The Fallacy of Victimhood: Hamas' Claims of Disproportionality and Refusal to Accept Responsability For Thier Actions
We are now almost two months into the Israeli response to the terror attacks in Israel and already the common debate in the West centers on whether Israel should be forced by the international community into a cease-fire. According to Hamas, Hezbollah, and a few other Islamic nation-states, Israel's response is somehow disproportional to the October 7, 2023 attacks that were perpetrated and focused on civilian populations by Hamas [by the way, these claims were being made before Israel took any action at all against Hamas]. Historically this is very much akin to the position that was taken in September of 1864 by the Mayor and City Council of Atlanta Georgia when it had become readily apparent that their actions in starting the war and conducting it up to that point were coming back to haunt them. Both the Confederate South and Hamas claimed that the responses from the Union North and Israel, respectively, were disproportionate. This claim of victimhood or disproportionality is a completely illegitimate argument.
General Sherman, in his letter to Atlanta, denounced the Confederacy's attempt to portray themselves as victims. He argued that initiating war and then claiming victim status was a despicable tactic. Sherman's viewpoint here is very relevant to the current conflict. It's important to point out that four days before entering Atlanta he had asked the city officials to evacuate the city and they had refused to do that.
Here is how he made this point:
"...the South began war by seizing forts, arsenals, mints, custom-houses, etc., etc., long before Mr. Lincoln was installed, and before the South had one jot or title of provocation. I myself have seen in Missouri, Kentucky, Tennessee, and Mississippi, hundreds of thousands of women and children fleeing from your armies and desperadoes, hungry and with bleeding feet. In Memphis, Vicksburg, and Mississippi, we fed thousands upon thousands of families of rebel soldiers left in our hands, and whom we could not see starve. Now that war comes home to you, you feel very different. You depreciate its horrors, but did not feel them when you sent car-loads of soldiers and ammunition, and moulded shells and shot, to carry war into Kentucky and Tennessee, to desolate the homes of hundreds of thousands of good people who only asked to live in peace at their old homes, and under the Government of their inheritance."

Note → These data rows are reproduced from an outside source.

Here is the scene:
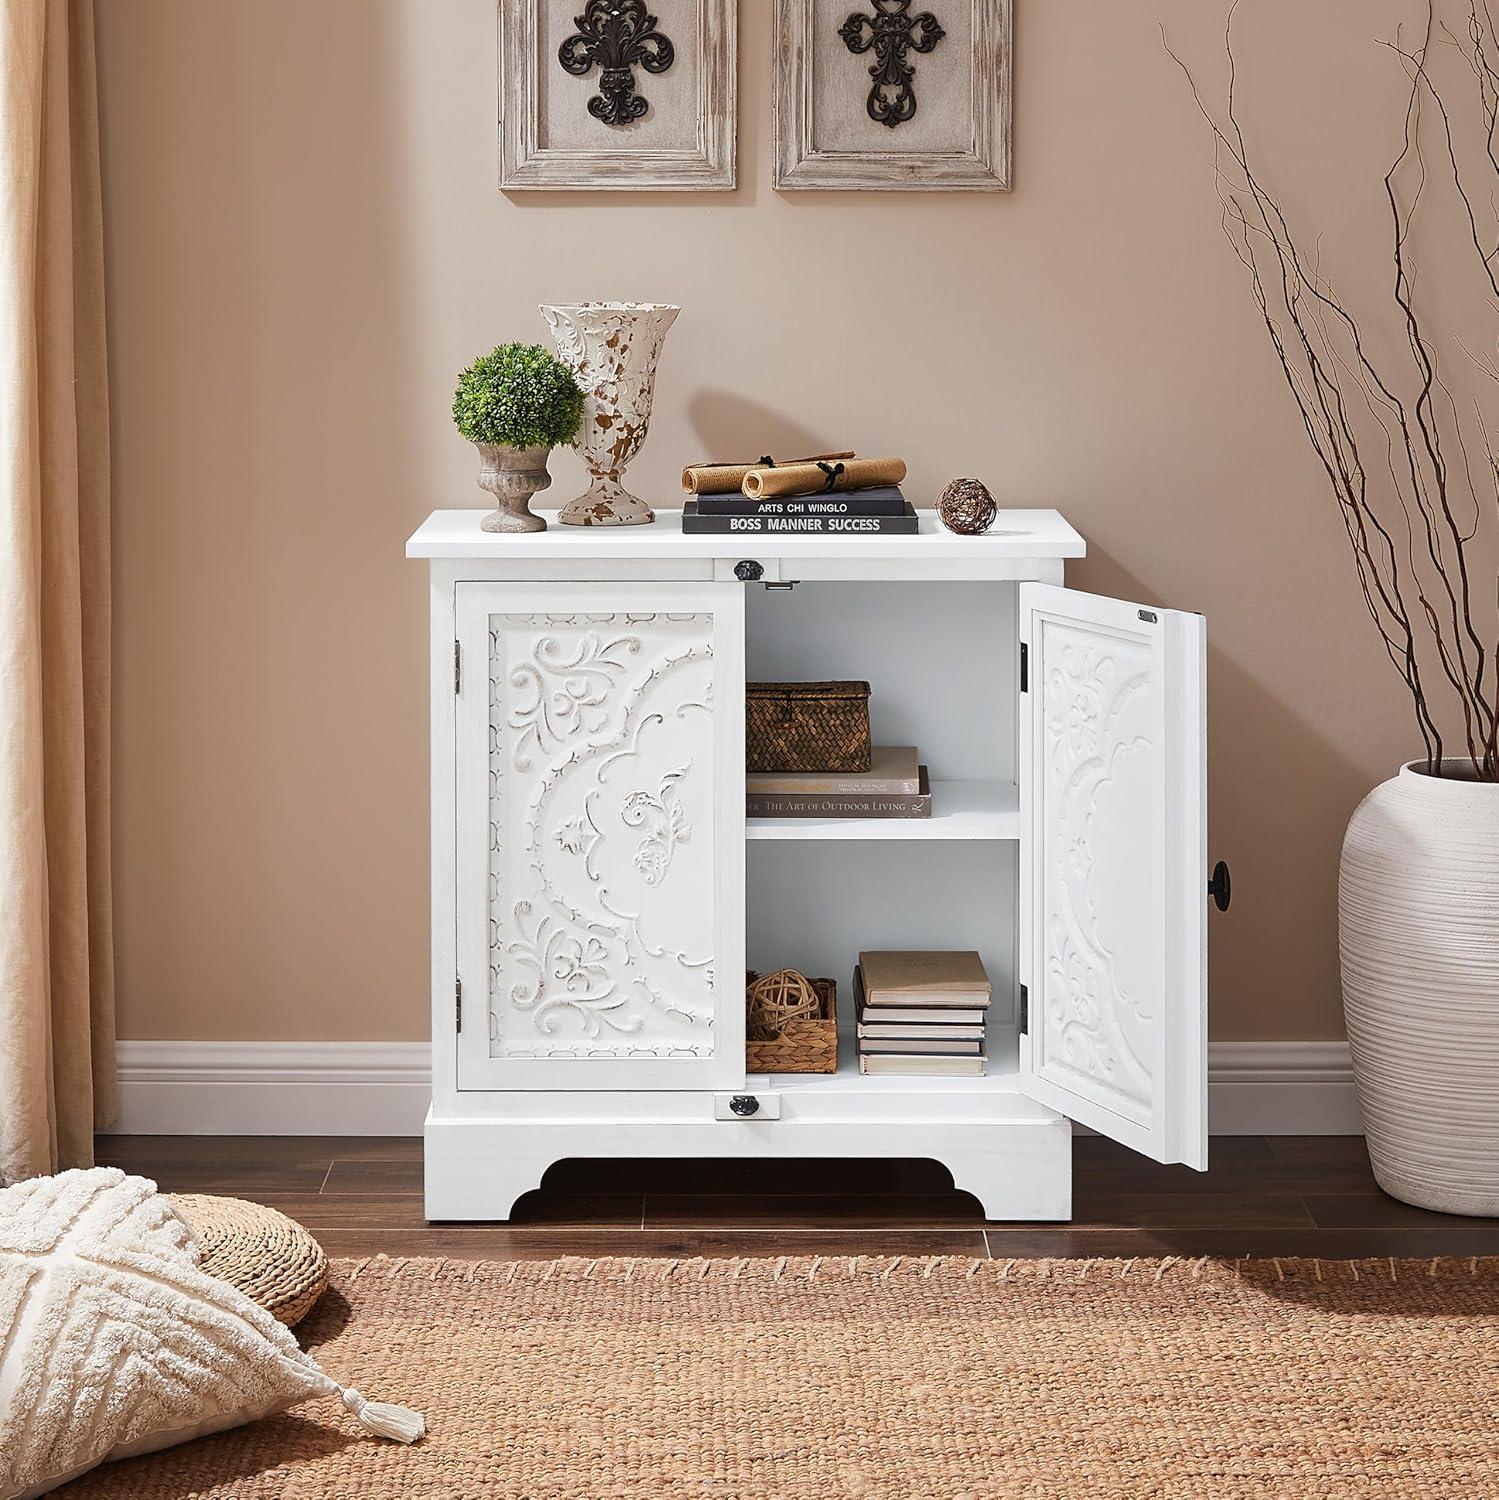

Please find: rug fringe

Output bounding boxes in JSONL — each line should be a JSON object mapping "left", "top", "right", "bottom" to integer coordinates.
{"left": 331, "top": 1251, "right": 1499, "bottom": 1287}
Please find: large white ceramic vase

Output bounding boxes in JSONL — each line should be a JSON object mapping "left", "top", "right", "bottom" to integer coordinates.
{"left": 1340, "top": 761, "right": 1499, "bottom": 1214}
{"left": 539, "top": 301, "right": 679, "bottom": 527}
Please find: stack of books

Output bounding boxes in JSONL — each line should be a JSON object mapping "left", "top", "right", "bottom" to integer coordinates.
{"left": 682, "top": 484, "right": 919, "bottom": 535}
{"left": 855, "top": 950, "right": 991, "bottom": 1076}
{"left": 746, "top": 745, "right": 930, "bottom": 820}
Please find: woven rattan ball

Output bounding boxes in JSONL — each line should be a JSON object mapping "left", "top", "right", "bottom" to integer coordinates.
{"left": 746, "top": 968, "right": 821, "bottom": 1040}
{"left": 169, "top": 1193, "right": 329, "bottom": 1327}
{"left": 937, "top": 477, "right": 997, "bottom": 535}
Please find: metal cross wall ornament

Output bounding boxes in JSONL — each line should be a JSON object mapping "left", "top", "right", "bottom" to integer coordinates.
{"left": 838, "top": 0, "right": 945, "bottom": 129}
{"left": 558, "top": 0, "right": 675, "bottom": 127}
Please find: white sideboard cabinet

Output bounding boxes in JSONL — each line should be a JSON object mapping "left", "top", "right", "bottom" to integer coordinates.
{"left": 407, "top": 508, "right": 1218, "bottom": 1220}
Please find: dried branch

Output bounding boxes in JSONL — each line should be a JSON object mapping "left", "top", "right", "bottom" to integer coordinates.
{"left": 1165, "top": 0, "right": 1499, "bottom": 779}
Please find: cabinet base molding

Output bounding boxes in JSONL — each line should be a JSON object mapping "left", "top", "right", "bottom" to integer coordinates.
{"left": 424, "top": 1110, "right": 1074, "bottom": 1222}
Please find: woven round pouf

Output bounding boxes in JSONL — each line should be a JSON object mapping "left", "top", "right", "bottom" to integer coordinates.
{"left": 169, "top": 1193, "right": 330, "bottom": 1327}
{"left": 746, "top": 968, "right": 821, "bottom": 1041}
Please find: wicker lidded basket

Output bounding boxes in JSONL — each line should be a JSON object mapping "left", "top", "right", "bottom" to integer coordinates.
{"left": 746, "top": 681, "right": 872, "bottom": 773}
{"left": 744, "top": 971, "right": 839, "bottom": 1074}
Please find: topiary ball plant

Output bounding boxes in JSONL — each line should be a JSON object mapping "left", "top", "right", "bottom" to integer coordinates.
{"left": 452, "top": 343, "right": 584, "bottom": 451}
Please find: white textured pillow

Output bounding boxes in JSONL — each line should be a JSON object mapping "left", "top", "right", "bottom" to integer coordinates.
{"left": 0, "top": 1168, "right": 422, "bottom": 1500}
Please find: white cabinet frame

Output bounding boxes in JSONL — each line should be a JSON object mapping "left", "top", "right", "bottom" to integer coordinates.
{"left": 411, "top": 513, "right": 1212, "bottom": 1220}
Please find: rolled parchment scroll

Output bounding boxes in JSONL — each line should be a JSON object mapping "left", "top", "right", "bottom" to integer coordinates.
{"left": 681, "top": 451, "right": 856, "bottom": 495}
{"left": 742, "top": 456, "right": 906, "bottom": 499}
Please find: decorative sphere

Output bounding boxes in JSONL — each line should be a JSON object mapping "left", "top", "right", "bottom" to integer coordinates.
{"left": 938, "top": 478, "right": 997, "bottom": 535}
{"left": 746, "top": 968, "right": 821, "bottom": 1040}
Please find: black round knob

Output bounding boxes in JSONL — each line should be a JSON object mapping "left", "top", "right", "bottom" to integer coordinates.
{"left": 729, "top": 1094, "right": 760, "bottom": 1117}
{"left": 1208, "top": 860, "right": 1231, "bottom": 912}
{"left": 734, "top": 560, "right": 764, "bottom": 582}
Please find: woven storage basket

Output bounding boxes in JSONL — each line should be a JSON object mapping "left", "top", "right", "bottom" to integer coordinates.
{"left": 169, "top": 1193, "right": 330, "bottom": 1327}
{"left": 744, "top": 972, "right": 839, "bottom": 1073}
{"left": 746, "top": 681, "right": 871, "bottom": 773}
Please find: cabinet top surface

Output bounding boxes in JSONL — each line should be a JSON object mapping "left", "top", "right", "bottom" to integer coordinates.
{"left": 406, "top": 507, "right": 1086, "bottom": 561}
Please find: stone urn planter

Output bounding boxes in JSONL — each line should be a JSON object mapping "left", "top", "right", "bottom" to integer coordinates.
{"left": 1340, "top": 760, "right": 1499, "bottom": 1215}
{"left": 475, "top": 443, "right": 551, "bottom": 534}
{"left": 539, "top": 301, "right": 679, "bottom": 527}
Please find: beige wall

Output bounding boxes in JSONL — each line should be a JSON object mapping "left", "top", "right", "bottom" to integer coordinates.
{"left": 96, "top": 0, "right": 1424, "bottom": 1044}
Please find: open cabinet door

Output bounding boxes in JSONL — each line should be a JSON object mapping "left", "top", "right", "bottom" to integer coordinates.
{"left": 1018, "top": 584, "right": 1207, "bottom": 1169}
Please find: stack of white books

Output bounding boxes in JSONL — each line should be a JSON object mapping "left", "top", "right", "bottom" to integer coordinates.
{"left": 854, "top": 950, "right": 991, "bottom": 1077}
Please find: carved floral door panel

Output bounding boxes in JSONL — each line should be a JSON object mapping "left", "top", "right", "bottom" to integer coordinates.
{"left": 1017, "top": 584, "right": 1207, "bottom": 1168}
{"left": 454, "top": 583, "right": 745, "bottom": 1091}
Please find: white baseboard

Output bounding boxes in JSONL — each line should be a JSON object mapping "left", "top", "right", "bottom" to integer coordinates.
{"left": 1206, "top": 1041, "right": 1361, "bottom": 1135}
{"left": 111, "top": 1039, "right": 1362, "bottom": 1138}
{"left": 113, "top": 1042, "right": 432, "bottom": 1136}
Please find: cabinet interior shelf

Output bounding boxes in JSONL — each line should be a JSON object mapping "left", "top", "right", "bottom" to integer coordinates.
{"left": 754, "top": 1026, "right": 1022, "bottom": 1093}
{"left": 745, "top": 778, "right": 1019, "bottom": 841}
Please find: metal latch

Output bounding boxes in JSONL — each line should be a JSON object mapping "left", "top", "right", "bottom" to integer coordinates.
{"left": 714, "top": 1092, "right": 781, "bottom": 1120}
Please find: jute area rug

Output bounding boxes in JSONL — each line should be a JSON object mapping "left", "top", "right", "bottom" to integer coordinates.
{"left": 61, "top": 1254, "right": 1499, "bottom": 1499}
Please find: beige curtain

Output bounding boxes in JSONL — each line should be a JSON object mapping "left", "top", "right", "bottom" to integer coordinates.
{"left": 0, "top": 0, "right": 114, "bottom": 1183}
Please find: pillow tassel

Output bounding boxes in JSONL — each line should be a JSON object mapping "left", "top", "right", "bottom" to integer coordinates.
{"left": 338, "top": 1384, "right": 426, "bottom": 1443}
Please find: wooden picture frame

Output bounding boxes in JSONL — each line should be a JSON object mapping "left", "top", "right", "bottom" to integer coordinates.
{"left": 773, "top": 0, "right": 1012, "bottom": 191}
{"left": 500, "top": 1, "right": 737, "bottom": 191}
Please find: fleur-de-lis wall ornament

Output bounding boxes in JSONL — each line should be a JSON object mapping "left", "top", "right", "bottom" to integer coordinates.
{"left": 558, "top": 0, "right": 675, "bottom": 127}
{"left": 838, "top": 0, "right": 945, "bottom": 129}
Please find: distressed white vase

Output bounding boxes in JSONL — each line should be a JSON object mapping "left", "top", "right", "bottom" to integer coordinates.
{"left": 1339, "top": 761, "right": 1499, "bottom": 1215}
{"left": 539, "top": 301, "right": 679, "bottom": 527}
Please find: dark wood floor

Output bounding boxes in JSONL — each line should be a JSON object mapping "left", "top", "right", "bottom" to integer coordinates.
{"left": 94, "top": 1135, "right": 1499, "bottom": 1261}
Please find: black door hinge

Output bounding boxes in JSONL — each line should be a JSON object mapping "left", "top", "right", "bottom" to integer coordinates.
{"left": 455, "top": 976, "right": 463, "bottom": 1032}
{"left": 1019, "top": 983, "right": 1029, "bottom": 1034}
{"left": 1019, "top": 642, "right": 1028, "bottom": 694}
{"left": 453, "top": 640, "right": 461, "bottom": 694}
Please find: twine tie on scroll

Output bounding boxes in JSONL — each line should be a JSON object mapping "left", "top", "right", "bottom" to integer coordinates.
{"left": 817, "top": 461, "right": 846, "bottom": 491}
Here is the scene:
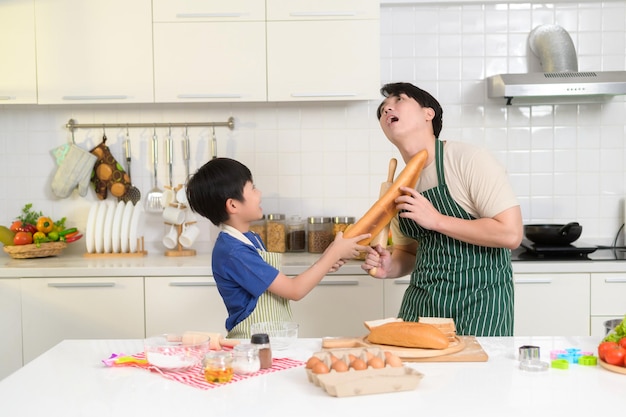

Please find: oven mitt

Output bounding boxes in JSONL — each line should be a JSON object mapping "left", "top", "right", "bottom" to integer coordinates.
{"left": 51, "top": 143, "right": 98, "bottom": 198}
{"left": 90, "top": 139, "right": 131, "bottom": 200}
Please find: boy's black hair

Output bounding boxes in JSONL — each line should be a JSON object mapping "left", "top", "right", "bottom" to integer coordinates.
{"left": 185, "top": 157, "right": 253, "bottom": 225}
{"left": 376, "top": 82, "right": 444, "bottom": 139}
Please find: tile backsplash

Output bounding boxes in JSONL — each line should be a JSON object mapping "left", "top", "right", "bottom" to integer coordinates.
{"left": 1, "top": 1, "right": 625, "bottom": 252}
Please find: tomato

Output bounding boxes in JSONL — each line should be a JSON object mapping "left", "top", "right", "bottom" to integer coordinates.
{"left": 604, "top": 346, "right": 626, "bottom": 366}
{"left": 619, "top": 337, "right": 626, "bottom": 350}
{"left": 10, "top": 221, "right": 22, "bottom": 233}
{"left": 13, "top": 231, "right": 33, "bottom": 245}
{"left": 598, "top": 341, "right": 618, "bottom": 361}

Of course, his point here is absolutely correct, it is completely disingenuous for a belligerent to play the victim. The same is true today, Hamas knew exactly what it was doing when it chose to attack Israel and attacked civilians. They also knew what they were going to do after it happened. They knew that they would play the victim, and were actually doing so before the Israelis had even developed a planned response.
PragerU posted a video this week on YouTube which is an amazing interview with Victor David Hanson professor emeritus, esteemed historian, and learned commentator on current events. We would recommend that you listen to the entire interview however this particular link has been qued up to the segment where he talks about General Sherman, his advance on Atlanta, and how important his words are for us today. Mr. Hansen then goes on to explain why it is important that Israel react in a judicious but decisive way.
In evaluating Hamas today or the Confederate States of America in 1864 it shows clearly that the fallacy of victimhood claims in situations where one party initiates hostilities is illegitimate and falls flat. General Sherman's insights on September 12, 1864, inform us today and should also inform a belligerent who feels their grievances are so egregious, in the case of Hamas, as to justify in their own minds a terrorist action against civilians. However, once those actions are taken the reaction is likely to be far worse than the grievances that were held in the beginning. Claiming ignorance of this reality is not an intellectual argument it is simply a predictable age-old tactic of those who have to face the consequences of their actions.